Allerdings, allzu viele Kilometer ist der Pedaleur mit seinem sehr speziellen Velo in diesem Jahr noch nicht gefahren. Das hat vor allem mit dem wechselhaften Wetter und erst in zweiter Linie mit der Pandemie zu tun.
„Das Wetter war diesem Sommer bislang einfach viel zu unstet. Wenn es regnet und rutschig ist, kann ich nicht fahren. Das ist viel zu gefährlich.“
Nach Wörth mit dem Hochrad gependelt
Aber auch Corona spielt eine Rolle. Denn im wirklichen Leben ist er privater Gitarrenlehrer an einer Schule in der Pfalz. Einige seiner Schüler haben bereits Bundespreise bei „Jugend musiziert“ gewonnen.

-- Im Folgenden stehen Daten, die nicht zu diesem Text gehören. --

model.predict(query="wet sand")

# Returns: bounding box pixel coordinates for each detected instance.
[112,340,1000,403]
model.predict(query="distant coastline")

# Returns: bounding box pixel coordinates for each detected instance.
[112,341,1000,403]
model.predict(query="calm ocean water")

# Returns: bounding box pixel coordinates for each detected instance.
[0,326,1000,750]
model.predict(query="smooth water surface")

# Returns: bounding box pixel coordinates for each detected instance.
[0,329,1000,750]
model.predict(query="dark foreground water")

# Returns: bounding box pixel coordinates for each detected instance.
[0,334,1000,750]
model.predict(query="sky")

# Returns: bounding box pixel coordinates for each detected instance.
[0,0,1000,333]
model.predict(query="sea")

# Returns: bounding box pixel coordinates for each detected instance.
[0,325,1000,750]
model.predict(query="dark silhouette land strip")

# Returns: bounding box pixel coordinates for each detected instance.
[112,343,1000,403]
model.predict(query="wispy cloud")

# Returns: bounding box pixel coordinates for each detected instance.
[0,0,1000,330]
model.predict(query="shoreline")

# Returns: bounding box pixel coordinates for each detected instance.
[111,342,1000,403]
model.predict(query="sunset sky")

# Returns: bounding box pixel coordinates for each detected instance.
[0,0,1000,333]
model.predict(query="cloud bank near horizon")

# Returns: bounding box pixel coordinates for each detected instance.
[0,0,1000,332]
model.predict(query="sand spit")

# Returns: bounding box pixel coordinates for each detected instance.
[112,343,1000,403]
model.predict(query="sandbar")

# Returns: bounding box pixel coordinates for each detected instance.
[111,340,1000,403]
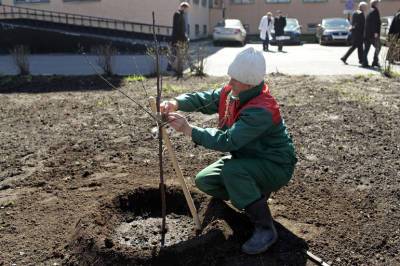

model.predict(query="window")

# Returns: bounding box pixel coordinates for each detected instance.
[265,0,291,4]
[14,0,50,4]
[231,0,255,5]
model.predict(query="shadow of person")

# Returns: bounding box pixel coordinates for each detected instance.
[203,199,308,266]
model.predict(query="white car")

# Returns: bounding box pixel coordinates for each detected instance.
[213,19,247,46]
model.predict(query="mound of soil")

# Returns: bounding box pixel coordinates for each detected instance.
[64,186,306,265]
[0,75,400,266]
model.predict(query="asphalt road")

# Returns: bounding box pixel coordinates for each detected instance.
[202,44,399,76]
[0,42,400,76]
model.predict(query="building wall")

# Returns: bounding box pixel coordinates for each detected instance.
[210,0,400,34]
[1,0,209,39]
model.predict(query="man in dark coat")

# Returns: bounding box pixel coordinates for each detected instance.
[340,2,368,65]
[387,9,400,63]
[167,2,190,77]
[171,2,190,45]
[389,9,400,38]
[274,10,286,52]
[362,0,381,68]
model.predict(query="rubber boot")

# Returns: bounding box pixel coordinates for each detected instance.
[242,197,278,255]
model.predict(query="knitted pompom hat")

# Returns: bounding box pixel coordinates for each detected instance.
[228,47,266,85]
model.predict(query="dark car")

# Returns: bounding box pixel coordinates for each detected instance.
[271,18,301,44]
[317,18,351,45]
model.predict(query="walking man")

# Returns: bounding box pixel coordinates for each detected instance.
[387,9,400,63]
[258,12,274,51]
[362,0,381,68]
[274,10,286,52]
[160,47,297,254]
[168,2,190,77]
[340,2,368,65]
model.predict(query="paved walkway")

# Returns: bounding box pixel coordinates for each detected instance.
[0,42,400,76]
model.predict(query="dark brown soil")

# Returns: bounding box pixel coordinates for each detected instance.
[0,75,400,265]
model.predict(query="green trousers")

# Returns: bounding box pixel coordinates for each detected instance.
[195,156,294,209]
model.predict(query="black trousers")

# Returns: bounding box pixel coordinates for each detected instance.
[363,37,381,65]
[263,32,269,51]
[342,41,364,64]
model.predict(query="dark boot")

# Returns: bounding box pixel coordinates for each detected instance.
[242,197,278,255]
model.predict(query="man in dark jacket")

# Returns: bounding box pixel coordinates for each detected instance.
[387,9,400,63]
[167,2,190,77]
[389,9,400,38]
[363,0,381,68]
[171,2,190,45]
[340,2,368,65]
[274,10,286,52]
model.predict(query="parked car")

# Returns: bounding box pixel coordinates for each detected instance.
[213,19,247,46]
[271,18,301,44]
[317,18,351,45]
[381,16,394,44]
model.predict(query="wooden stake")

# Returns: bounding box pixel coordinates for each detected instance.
[149,97,201,230]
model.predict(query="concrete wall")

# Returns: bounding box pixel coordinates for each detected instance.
[210,0,400,34]
[1,0,209,39]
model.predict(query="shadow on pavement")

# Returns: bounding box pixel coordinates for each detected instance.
[0,75,124,94]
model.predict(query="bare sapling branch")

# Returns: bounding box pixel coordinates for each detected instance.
[153,11,167,247]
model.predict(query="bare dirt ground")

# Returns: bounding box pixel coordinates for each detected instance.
[0,75,400,265]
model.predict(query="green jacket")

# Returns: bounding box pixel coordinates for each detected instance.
[175,84,297,165]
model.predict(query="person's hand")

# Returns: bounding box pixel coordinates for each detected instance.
[168,113,192,137]
[160,100,178,114]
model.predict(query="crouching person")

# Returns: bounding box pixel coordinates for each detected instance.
[161,48,297,254]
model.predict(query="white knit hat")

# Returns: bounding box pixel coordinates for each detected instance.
[228,47,266,85]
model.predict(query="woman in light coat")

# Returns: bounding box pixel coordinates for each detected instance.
[258,12,274,51]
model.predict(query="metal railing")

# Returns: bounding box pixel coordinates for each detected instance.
[0,4,172,36]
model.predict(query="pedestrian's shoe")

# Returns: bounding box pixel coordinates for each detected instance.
[242,197,278,255]
[372,62,381,68]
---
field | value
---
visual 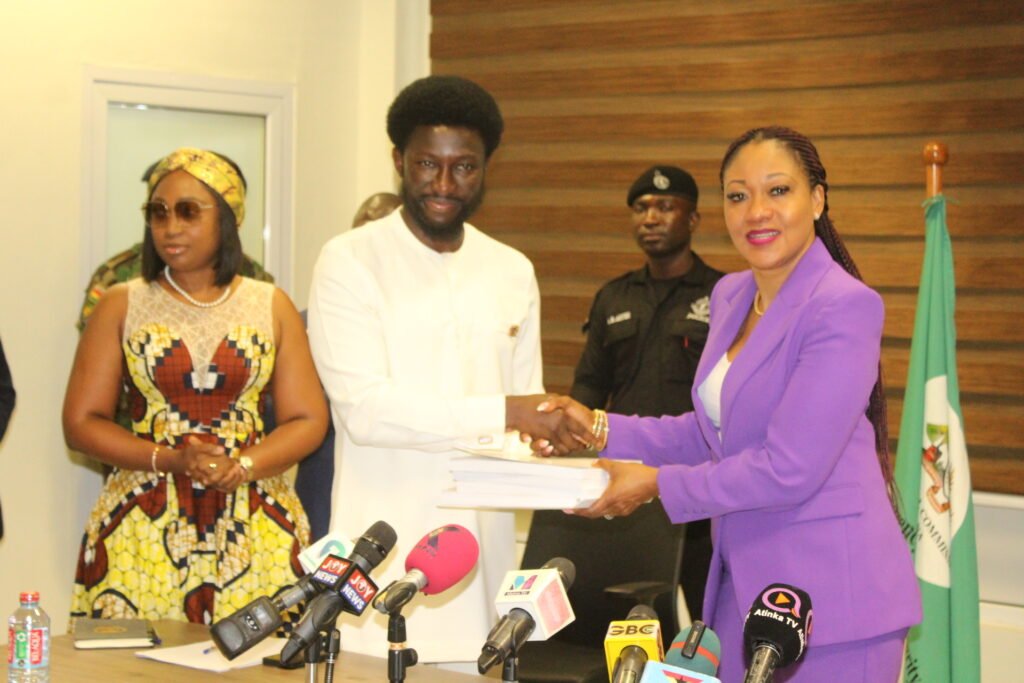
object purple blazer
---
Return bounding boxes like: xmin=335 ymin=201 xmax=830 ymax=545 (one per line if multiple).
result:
xmin=602 ymin=240 xmax=921 ymax=645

Und da die Schulen während der Hochphase der Krise geschlossen waren, fiel naturgemäß auch der Unterricht in klassischer Gitarre aus. Und vor allem nach Wörth ist er mit seinem Hochrad gerne gependelt.
Fan historischer Möbel
Der 59-Jährige unterrichtet auch an der Musikschule Neureut und Ettlingen. Die Zeit des Lockdowns hat er vor allem zum intensiven Üben seiner beiden bevorzugten Sujets – Barockmusik und südamerikanische Musik – genutzt. Im Übrigen ist Krieger ein Nostalgiker par excellence. Computer oder Handys lehnt er ab.
Moderne Dinge kommen mir nicht ins Haus.Tobias Krieger, Musiklehrer und Velo-Fahrer
„In meinem Haushalt gibt es fast ausschließlich historische Möbel – ungefähr von 1850 bis Jugendstil und Art déco. Moderne Dinge kommen mir nicht ins Haus“, sagt der passionierte Pfeifenraucher, der mit Technologie im Allgemeinen fremdelt. Umso mehr hegt er seine Schätze, seine historischen Fahrräder, in seinem Appartement.
„Bis etwa in die 1950er Jahre hatte Deutschland eine große Fahrrad-Industrie“, berichtet der Velo-Experte. Räder von Miele oder von Gritzner aus Durlach nennt er sein Eigen. Auch ein französisches Safety-Rad von 1890 ist Teil seiner Sammlung. Karlsruhe als prämierte Fahrradstadt hat er im Übrigen mittlerweile schätzen gelernt.
„Hier ist vieles in den vergangenen Jahren besser geworden. Man kann noch etliches optimieren, keine Frage“, meint der Vielfahrer. „Aber wer meckert, der sollte mal nach Stuttgart, Pforzheim oder Mannheim gehen. Da ist Radfahren eine echte Katastrophe.“
Am liebsten fachsimpelt er auf der Spezialradmesse „Spezi“ in Germersheim mit Kollegen über seine Passion. Die fiel wegen Covid-19 aus, beziehungsweise fand nur virtuell statt. Im nächsten Jahr hofft der Flohmarkt-Fan auf eine Rückkehr der Messe – dann natürlich standesgemäß auf dem Sattel seines Hochrads einfahrend.